In response, the National Forest Foundation (NFF) and the Forest Service developed the Alaska Forest Fund to help address this issue and accomplish priority conservation and recreational enhancement projects. The Fund, led by the NFF, leverages federal funding with private support from corporations, foundations, individuals, and nonprofit organizations.

The NFF then uses the funds to support local non-profit organizations or contractors to implement the restoration projects. Partners receiving awards provide additional leverage in the form of cash, volunteer labor or in-kind support.

For residents, visitors and corporations, the Alaska Forest Fund is a simple, effective way to support Alaska’s National Forests. For non-profit partners, local contractors and rural communities adjacent to National Forests, the Fund will be a meaningful source of capital that will increase their ability to share in the stewardship of the Tongass National Forest and the Chugach National Forest.

Angoon Youth on Admiralty Island.

Alaska Forest Fund Projects

Projects supported by the Fund are based upon the priorities of Alaska’s National Forests and determined through a process managed by the NFF. These projects include:

  • building new or repairing existing recreation trails;
  • improving access to subsistence areas or improving subsistence resources;
  • restoring wildlife and salmon habitat; and
  • restoring recreation cabins.

Examples of projects that the Alaska Forest Fund has supported include:

Iditarod National Historic Trail

This project involves restoration of approximately 100 miles of this historic trail between Seward and Girdwood. Alaska Geographic, Alaska Trails and Student Conservation Association have provided youth crews and volunteers to restore existing trails and to build new connections. Funding was provided by ConocoPhillips Alaska, REI Coop Anchorage and matched through the Alaska Forest Fund. Read more about the project here.
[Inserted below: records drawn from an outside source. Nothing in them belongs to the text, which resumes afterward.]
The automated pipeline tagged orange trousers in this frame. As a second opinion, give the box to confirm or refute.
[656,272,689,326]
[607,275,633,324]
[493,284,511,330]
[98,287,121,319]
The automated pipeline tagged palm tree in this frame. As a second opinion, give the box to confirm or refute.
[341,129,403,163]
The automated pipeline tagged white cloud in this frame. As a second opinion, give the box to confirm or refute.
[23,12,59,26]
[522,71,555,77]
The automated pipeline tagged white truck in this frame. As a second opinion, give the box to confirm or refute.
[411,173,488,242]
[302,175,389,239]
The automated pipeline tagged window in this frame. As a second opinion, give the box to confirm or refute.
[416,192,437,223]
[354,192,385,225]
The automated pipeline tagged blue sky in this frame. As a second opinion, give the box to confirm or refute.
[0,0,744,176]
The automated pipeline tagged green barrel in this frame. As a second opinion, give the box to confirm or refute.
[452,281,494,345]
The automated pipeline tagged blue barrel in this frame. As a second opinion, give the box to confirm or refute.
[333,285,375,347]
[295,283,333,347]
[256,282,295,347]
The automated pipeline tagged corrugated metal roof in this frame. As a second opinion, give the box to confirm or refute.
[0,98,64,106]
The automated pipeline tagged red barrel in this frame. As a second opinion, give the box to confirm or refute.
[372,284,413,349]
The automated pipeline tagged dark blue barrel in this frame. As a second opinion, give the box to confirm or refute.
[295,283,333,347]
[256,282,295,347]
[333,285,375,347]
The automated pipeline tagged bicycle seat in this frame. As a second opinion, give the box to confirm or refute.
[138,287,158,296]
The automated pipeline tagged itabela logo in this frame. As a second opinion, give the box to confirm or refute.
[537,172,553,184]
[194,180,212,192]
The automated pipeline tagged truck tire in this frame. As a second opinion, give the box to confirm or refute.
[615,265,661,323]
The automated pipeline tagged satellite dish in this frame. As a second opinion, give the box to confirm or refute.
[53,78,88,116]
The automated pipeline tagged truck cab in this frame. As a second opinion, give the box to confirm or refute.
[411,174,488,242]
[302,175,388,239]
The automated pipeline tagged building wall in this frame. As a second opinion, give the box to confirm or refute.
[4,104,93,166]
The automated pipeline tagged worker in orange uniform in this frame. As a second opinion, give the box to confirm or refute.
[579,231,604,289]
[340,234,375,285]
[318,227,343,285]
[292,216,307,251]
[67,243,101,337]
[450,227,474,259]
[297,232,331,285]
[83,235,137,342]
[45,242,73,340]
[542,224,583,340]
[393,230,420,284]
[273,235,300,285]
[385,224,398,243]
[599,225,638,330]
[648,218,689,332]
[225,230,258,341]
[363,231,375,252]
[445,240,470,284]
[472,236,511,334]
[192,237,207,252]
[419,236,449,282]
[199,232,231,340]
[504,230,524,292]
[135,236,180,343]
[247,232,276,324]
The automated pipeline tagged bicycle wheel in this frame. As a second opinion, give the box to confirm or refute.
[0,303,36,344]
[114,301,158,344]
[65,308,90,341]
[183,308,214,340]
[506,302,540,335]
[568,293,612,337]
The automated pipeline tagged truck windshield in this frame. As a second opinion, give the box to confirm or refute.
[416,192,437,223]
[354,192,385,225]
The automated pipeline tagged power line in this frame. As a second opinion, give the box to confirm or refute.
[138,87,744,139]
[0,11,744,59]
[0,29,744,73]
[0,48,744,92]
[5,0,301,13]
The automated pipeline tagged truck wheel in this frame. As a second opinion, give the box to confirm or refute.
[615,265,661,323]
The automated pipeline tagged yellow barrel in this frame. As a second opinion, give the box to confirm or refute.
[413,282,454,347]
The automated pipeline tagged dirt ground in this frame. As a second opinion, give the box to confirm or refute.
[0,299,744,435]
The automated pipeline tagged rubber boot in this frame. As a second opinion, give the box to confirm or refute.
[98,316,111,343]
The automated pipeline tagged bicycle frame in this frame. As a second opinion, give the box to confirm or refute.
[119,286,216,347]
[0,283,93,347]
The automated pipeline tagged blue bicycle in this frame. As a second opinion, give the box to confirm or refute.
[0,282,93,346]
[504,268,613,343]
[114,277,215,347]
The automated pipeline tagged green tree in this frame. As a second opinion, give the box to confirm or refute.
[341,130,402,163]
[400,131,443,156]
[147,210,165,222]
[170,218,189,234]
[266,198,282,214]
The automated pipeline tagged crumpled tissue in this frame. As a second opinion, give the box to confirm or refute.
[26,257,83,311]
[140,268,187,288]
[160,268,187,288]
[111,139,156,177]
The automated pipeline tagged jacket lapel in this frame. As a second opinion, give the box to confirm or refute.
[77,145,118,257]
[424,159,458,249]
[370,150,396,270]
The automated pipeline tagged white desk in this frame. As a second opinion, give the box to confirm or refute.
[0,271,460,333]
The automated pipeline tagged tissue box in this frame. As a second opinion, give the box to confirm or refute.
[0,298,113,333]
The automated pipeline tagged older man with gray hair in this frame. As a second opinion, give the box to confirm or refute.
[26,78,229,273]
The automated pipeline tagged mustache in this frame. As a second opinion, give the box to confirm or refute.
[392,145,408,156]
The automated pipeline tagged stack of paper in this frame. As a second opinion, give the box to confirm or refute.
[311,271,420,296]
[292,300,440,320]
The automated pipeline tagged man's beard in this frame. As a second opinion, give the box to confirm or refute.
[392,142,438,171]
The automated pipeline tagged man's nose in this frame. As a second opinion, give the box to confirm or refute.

Angoon Youth Conservation Corps

Alaska Native youth from the village of Angoon conducted conservation and restoration work on the Tongass National Forest to improve recreation areas, document cultural sites and remove marine debris. The NFF supported the Chatham School District and funding was provided by the Edgerton Foundation, REI Coop, the Hecla Charitable Foundation, and matched through the Alaska Forest Fund. Read more about this program here.

Shelikof Creek Restoration

This project improved coho salmon and steelhead habitat on Kruzof Island on the Tongass National Forest in partnership with the Sitka Conservation Society and The Nature Conservancy. Funding was provided by the Gordon and Betty Moore Charitable Trust and matched through the Alaska Forest Fund. See a video about the project below.

Restoration in Shelikof from Sitka Conservation Society on Vimeo.

Trail Restoration and Subsistence Access

Restoration of the Wukuklook Beach Boardwalk on Chichagof Island on the Hoonah Ranger District and restoration of the Ibeck Creek Subsistence Angler Access Trail on the Cordova Ranger District. Non-federal funding was provided by the Rasmuson Foundation, and matched through the Alaska Forest Fund.